Well, then maybe it's already overdue to find a new maintainer for the project and let someone else continue it? The tool will not get better from someone working on it who doesn't want to.
> Luckily I’ve been joined by some other very good developers with great systems development skills and security knowledge... Watch out for some credits for some great new rsync developers in the next release.
I don't agree with that, I can very well still discuss that. He clearly sounds like someone who doesn't want to do this work anymore and should have searched for a successor.
That's my impression from that sentence, at least. Don't you agree?
So, why didn't he do it? Because just firing up Claude and let it rip is way easier than finding real people and building up trust?
Did Claude increase bugs in rsync? Or did Claude just gave some basically retired programmer, who doesn't even want to work on his project anymore, the impression that he can replace finding a successor with just handing it to AI?
You're highly critical. What would you be doing differently? So far Tridge has elected to:
- generally decide to fix security issues over preserving compatibility
- rewritten an aging test suite in what appears to be a highly responsible way
- brought on additional qualified developers to help with the workload
Not bad for a guy who's retired.
You care enough to complain on HN. You could be a part of the solution.
What were you going to do differently, specifically?
> That's my impression from that sentence, at least. Don't you agree?
No. Given a choice between doing laundry and driving Lamborghinis, I would probably choose the latter. But I still have to do my laundry. I might use a washing machine to do so. It's just a responsibility among many responsibilities. It isn't that deep, really.
The reality few people want to admit is that maintaining open-source software is often closer for many people to "doing laundry" than like, being the software equivalent of Atticus Finch.
> Or did Claude just gave some basically retired programmer, who doesn't even want to work on his project anymore,
The only thing Claude has "done" apparently is give a bunch of annoying people online a license to engage in armchair psychoanalysis of someone they don't know at all, from what I can tell.

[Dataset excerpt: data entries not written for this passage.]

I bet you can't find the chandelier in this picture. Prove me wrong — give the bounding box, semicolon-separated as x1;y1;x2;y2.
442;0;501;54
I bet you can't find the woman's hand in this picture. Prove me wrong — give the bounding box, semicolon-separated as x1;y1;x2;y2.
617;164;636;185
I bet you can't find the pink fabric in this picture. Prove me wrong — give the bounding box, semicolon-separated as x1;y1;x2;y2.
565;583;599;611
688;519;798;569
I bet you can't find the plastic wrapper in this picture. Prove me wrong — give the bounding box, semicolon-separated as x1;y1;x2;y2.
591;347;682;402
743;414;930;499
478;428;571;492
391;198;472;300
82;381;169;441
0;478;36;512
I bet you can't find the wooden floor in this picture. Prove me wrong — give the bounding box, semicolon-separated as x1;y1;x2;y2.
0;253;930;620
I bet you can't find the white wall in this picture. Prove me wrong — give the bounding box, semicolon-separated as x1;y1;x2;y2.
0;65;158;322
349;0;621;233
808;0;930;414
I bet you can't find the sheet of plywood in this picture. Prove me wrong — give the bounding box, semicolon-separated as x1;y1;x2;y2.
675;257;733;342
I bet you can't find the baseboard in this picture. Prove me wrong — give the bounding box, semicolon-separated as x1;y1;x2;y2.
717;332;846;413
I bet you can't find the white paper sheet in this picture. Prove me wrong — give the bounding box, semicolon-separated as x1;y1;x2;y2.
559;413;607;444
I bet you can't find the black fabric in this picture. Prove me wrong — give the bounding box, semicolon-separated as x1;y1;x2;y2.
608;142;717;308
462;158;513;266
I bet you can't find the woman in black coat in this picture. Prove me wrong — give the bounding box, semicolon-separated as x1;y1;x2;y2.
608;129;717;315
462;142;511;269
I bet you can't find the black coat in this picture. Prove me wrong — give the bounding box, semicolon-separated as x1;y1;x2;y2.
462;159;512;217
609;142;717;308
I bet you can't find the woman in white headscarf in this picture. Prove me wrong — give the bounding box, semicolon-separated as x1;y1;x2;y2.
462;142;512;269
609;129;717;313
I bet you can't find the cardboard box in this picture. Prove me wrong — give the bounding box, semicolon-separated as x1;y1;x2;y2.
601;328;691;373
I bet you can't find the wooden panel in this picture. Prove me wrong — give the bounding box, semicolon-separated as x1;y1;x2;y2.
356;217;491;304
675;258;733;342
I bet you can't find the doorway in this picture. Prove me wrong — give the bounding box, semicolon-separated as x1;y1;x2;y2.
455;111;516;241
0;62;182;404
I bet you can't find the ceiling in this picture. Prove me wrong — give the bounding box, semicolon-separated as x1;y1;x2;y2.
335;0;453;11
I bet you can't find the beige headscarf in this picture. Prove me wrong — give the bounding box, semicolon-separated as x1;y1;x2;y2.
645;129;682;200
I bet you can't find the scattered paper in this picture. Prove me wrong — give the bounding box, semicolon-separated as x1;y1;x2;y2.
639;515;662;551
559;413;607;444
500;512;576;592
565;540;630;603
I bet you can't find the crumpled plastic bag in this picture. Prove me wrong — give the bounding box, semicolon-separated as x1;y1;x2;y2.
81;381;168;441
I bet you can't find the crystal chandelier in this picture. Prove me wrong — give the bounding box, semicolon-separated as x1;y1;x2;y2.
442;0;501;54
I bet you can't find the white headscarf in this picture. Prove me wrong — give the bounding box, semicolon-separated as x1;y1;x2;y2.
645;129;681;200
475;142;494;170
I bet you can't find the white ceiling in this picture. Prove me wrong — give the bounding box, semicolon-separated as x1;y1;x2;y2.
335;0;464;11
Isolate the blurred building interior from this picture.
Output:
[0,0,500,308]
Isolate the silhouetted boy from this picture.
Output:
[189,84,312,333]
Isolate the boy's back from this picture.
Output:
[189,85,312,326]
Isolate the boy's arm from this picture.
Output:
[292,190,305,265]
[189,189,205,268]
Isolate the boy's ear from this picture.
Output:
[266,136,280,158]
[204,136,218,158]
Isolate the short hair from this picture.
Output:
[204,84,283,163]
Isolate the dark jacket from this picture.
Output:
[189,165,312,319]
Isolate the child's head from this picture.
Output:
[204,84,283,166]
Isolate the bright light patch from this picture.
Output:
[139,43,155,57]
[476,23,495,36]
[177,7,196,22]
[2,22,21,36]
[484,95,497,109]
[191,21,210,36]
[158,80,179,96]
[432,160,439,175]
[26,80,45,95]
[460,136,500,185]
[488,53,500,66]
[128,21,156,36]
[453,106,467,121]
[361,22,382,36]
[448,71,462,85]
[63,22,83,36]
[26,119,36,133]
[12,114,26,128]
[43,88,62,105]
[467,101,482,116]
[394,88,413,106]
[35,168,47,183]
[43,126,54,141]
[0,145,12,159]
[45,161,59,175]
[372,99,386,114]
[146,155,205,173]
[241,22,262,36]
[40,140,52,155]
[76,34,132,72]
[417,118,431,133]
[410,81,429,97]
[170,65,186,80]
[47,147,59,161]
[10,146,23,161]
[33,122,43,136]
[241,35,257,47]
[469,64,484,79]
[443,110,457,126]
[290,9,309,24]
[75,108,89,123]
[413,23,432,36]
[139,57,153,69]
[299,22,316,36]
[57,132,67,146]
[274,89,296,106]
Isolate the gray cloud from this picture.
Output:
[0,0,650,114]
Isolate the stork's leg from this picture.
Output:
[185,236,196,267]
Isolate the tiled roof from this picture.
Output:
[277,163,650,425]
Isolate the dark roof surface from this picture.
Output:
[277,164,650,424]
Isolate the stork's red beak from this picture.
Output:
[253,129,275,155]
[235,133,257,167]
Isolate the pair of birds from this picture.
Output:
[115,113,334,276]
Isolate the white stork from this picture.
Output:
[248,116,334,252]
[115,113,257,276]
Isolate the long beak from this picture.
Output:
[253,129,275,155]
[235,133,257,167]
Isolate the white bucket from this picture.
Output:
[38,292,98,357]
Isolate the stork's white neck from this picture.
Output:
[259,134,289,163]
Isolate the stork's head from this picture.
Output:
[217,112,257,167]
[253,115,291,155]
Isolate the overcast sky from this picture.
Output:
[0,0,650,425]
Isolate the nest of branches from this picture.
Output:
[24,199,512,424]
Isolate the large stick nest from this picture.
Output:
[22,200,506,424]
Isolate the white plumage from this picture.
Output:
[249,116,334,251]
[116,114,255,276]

Yeah, we definitely need to make sure that we take the considerations of the mob into account.
The person owning the project is using the master branch in the way he sees fit.

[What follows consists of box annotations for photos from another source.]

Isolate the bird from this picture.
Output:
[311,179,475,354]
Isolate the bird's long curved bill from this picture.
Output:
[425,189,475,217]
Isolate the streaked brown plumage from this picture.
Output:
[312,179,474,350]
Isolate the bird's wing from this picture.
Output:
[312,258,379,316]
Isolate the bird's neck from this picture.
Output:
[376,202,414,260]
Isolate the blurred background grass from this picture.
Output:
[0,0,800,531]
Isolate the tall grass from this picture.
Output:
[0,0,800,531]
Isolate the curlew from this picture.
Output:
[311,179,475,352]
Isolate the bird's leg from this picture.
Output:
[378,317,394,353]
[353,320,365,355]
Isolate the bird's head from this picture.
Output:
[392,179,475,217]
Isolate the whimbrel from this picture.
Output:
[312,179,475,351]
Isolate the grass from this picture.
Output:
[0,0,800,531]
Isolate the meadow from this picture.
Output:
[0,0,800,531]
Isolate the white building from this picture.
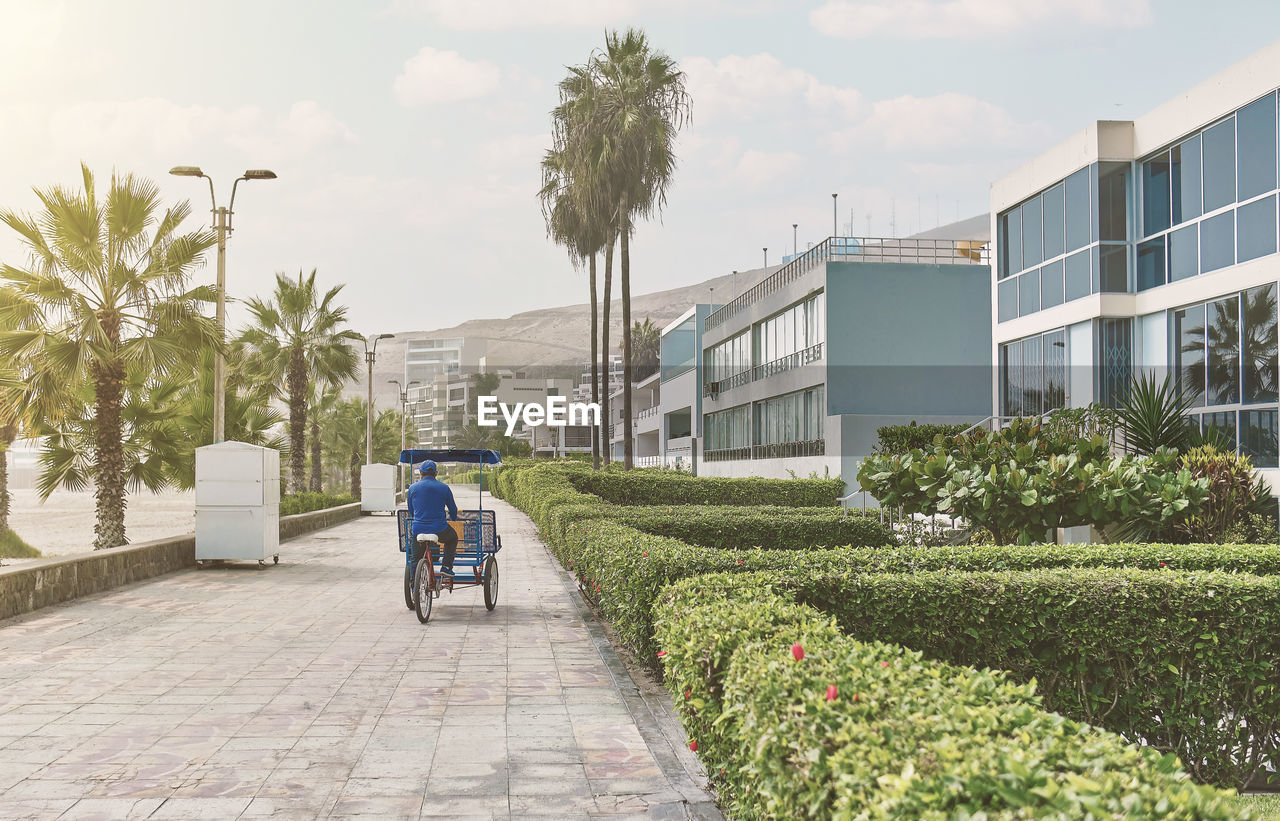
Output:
[991,44,1280,487]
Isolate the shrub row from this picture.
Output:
[781,567,1280,788]
[659,574,1242,818]
[876,421,969,453]
[566,470,845,507]
[280,491,356,516]
[494,461,1280,785]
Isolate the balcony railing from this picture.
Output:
[751,439,827,459]
[705,237,991,330]
[751,342,822,382]
[703,342,824,398]
[703,447,751,462]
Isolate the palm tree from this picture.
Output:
[0,164,221,549]
[538,146,613,470]
[561,28,689,470]
[238,269,361,493]
[631,316,662,382]
[308,380,340,493]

Incidentally, there is no amount of communicating "correctly" that quells a mob. There's a Venn diagram of concerns, and those with concerns not being met will generate (now infinite) outrage.

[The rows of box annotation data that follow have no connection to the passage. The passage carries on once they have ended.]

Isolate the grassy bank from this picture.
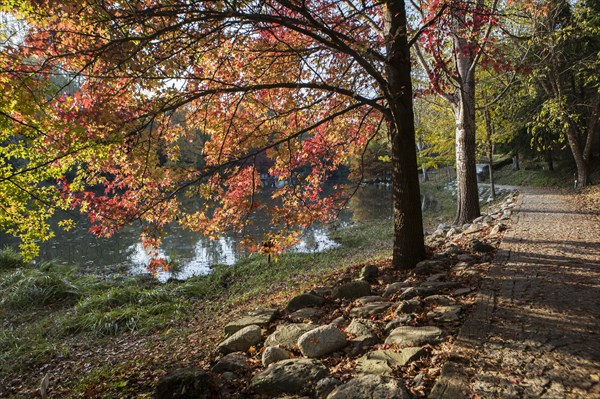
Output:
[0,224,398,397]
[0,184,462,398]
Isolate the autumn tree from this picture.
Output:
[3,0,436,268]
[411,0,498,224]
[527,0,600,186]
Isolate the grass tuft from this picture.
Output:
[0,247,26,270]
[0,269,80,309]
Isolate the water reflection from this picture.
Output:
[0,185,436,281]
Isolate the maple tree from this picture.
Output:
[526,0,600,186]
[411,0,502,224]
[4,0,440,268]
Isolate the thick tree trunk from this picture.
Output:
[384,0,425,269]
[453,50,480,224]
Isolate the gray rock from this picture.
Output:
[154,367,214,399]
[463,223,486,234]
[327,375,410,399]
[446,228,461,238]
[470,240,495,252]
[221,371,238,382]
[357,346,425,375]
[298,325,347,357]
[456,254,475,263]
[262,346,292,367]
[346,319,379,354]
[286,293,325,312]
[356,356,394,375]
[315,377,342,398]
[385,326,443,347]
[427,305,462,322]
[398,287,436,300]
[211,352,250,373]
[444,243,464,255]
[265,323,318,350]
[360,265,379,282]
[251,359,327,397]
[331,280,371,300]
[425,273,448,282]
[418,281,460,295]
[412,259,445,276]
[224,308,278,337]
[350,302,393,317]
[346,319,373,337]
[383,281,410,297]
[423,295,456,306]
[385,315,413,333]
[217,326,262,354]
[356,295,383,305]
[490,224,502,237]
[290,308,325,322]
[452,288,473,296]
[396,298,421,314]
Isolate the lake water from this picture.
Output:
[0,185,436,281]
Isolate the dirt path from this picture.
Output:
[430,188,600,399]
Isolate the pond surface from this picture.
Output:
[0,185,437,281]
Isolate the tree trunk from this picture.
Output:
[384,0,425,269]
[484,107,496,200]
[453,48,480,224]
[567,118,590,187]
[513,153,521,172]
[417,137,429,181]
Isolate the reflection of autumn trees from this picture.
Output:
[0,0,432,267]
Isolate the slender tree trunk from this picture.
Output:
[384,0,425,269]
[417,137,429,181]
[453,49,480,224]
[484,107,496,199]
[513,152,521,172]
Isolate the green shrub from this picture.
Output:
[0,247,27,270]
[0,269,80,308]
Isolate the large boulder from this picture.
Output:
[251,359,327,397]
[217,326,262,354]
[383,281,410,297]
[286,292,325,312]
[211,352,250,373]
[427,305,462,322]
[327,375,410,399]
[398,287,436,300]
[412,260,445,275]
[346,319,379,353]
[469,239,495,252]
[154,367,216,399]
[331,280,371,300]
[423,295,456,306]
[261,346,292,367]
[360,265,379,282]
[357,346,425,375]
[224,308,278,337]
[385,326,444,347]
[265,323,318,350]
[350,302,393,317]
[298,325,346,357]
[396,298,422,315]
[290,308,325,323]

I honestly think the main problem is Tridge just failed at communicating any of this correctly and I don’t think the implication he gives that all of this was due to the urgency of the impending security apocalypse really holds water.
Why was all of this written straight to the master branch? Now that the release is out, why not better explain what the urgency of this release was? Why wasn’t he proactive in communicating this and instead let the mob make up their own story? I think a lot of people are inclined to give Tridge a lot of leeway due to the fact that he literally is the reason why rsync exists, but this was avoidable and I think the comment in his response post where he mentions that, “I’d rather be out sailing than working on rsync security issues, so I have reached for several AI tools to help with what needs to be done,” speaks volumes as to what is going on.